《☆~ 険しい崖を下ること ~》
オイルレーズンは、目の前で呆然としたまま突っ立っている男二人に向かって、先ほどキャロリーヌが見舞われた悪い事態について、簡潔に話す。
説明を聞いたことで、男たちにも、少女の身になにが起こったのか、おおよそ理解できた。
それでようやく、マトンが口を動かすことになる。
「普通に判断すると、この高さから真っ逆さまに落ちて地面に激突した場合、状況は、かなり厳しいね。けれども、女史の話だと、飛行の制御ができないながらもキャロルは箒柄を握ったまま降下したということだ。それならば、軟らかに着陸するのでは?」
対魔法遮蔽は、魔法の効果を弱める魔法であって、魔法を無効化するものではない。
だから、キャロリーヌが手にしている箒柄は、まともな飛行ができなくなったとしても、少なからず落下に逆らうという効果を残している。つまり、身一つで崖から転落するのとは、状況が大きく異なる。このように、マトンは楽観的な推測をした。
しかしながら、オイルレーズンの考えは、少しばかり違っている。
「それは、あの娘の手が、柄を離さなかった場合のことじゃ。気を失いでもして、手の力が緩んだのなら、最早どうしようもないわい……」
「それもその通り。うぅーん」
肩を落とすオイルレーズンとマトンの頭上から、ショコラビスケが、不意に大きな声を掛ける。
「首領!」
「なっ、なんじゃな!?」
「俺には、難しい理屈なんてえのは、てんで分かりゃしねえのですがね。今は思案投げ首で時間を使うより、この崖をさっさと下って、窮地にあるキャロリーヌさんを救いましょうぜ!」
「ショコラや」
「へい?」
「この険しい崖を下ることが、できるものかのう」
「やったことはねえですが、首領とマトンさんに、その覚悟があるのでしたら、お二人を肩に担いで、こんな崖なんぞ軽々駆け下りてみせますぜ。
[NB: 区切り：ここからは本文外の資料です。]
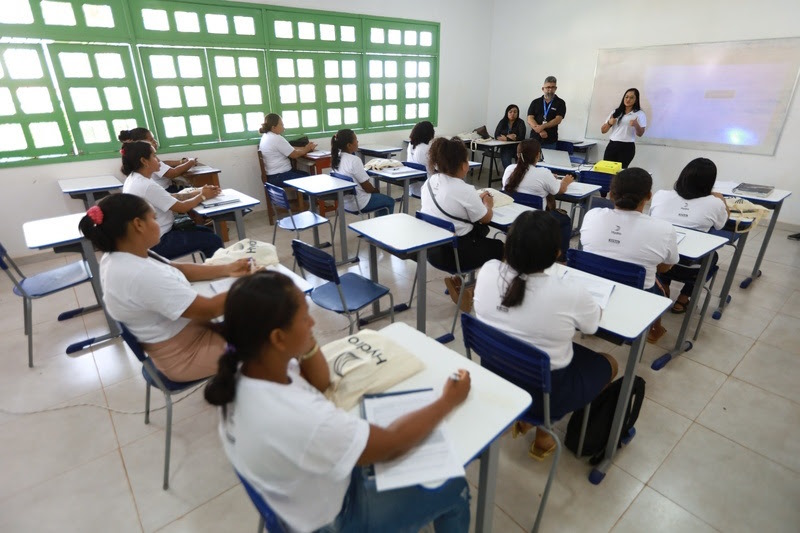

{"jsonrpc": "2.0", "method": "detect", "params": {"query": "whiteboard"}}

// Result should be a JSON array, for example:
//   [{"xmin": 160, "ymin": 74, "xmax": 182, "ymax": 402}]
[{"xmin": 586, "ymin": 38, "xmax": 800, "ymax": 155}]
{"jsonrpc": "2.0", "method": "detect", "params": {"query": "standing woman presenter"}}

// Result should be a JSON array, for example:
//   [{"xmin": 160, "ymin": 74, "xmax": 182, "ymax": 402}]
[{"xmin": 600, "ymin": 89, "xmax": 647, "ymax": 168}]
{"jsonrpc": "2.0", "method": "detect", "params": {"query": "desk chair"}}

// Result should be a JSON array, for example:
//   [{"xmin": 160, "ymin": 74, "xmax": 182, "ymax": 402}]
[
  {"xmin": 461, "ymin": 313, "xmax": 591, "ymax": 532},
  {"xmin": 236, "ymin": 470, "xmax": 288, "ymax": 533},
  {"xmin": 0, "ymin": 244, "xmax": 94, "ymax": 368},
  {"xmin": 292, "ymin": 239, "xmax": 394, "ymax": 334},
  {"xmin": 264, "ymin": 183, "xmax": 336, "ymax": 270},
  {"xmin": 119, "ymin": 322, "xmax": 211, "ymax": 490}
]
がほほ~」
自信に満ち溢れた顔のショコラビスケである。
これに対して、マトンが異議を唱える。
「僕は遠慮するよ。いくら屈強な竜族だからって、二人の大人を担ぐのじゃ負担が大きい。肩の荷が軽ければ、いっそう安全なはずだからね」
「それじゃ、マトンさんは一人、ここに残るのですかい?」
「いやあ、確かに険しい崖だけれど、鍛え抜いたマトン‐ストロガノフの軽快な駿足でなら、下って下れないことはないはず。ショコラの後に続いて、僕もやってみせよう」
「ふむ。ならばショコラや、積み荷は、年季の入った泥塗れの背袋と、死に損ない魔女のババア、この二つだけで頼もうかのう?」
「へいへい、必ずや無事に、崖下までお運び致しますぜ! がっほほ!」
ショコラビスケは、片腕で老魔女の身体を軽々と持ち上げ、右肩に乗せる。
「そんじゃ行きます! しっかり掴まってて下せえよお!」
オイルレーズンが、箒柄を右手に握り締めたまま、左手を使って竜族の太い首に強く抱きつく。
準備が万端となったことを確認したショコラビスケは、少しの躊躇逡巡すら見せることなく、険しく切り立っている崖の下に向かって、一気に駆け出す。
「やれやれ。勢いに任せて、ああは言ったものの、参ったなあ。この広い世の中、あんな怖いもの知らずより怖い者は、滅多にいなかったねえ。まあ、この僕自身も同様、その中の一人だけれど」
マトンも意を決し、竜族の進む後を追って崖を駆け下りるのだった。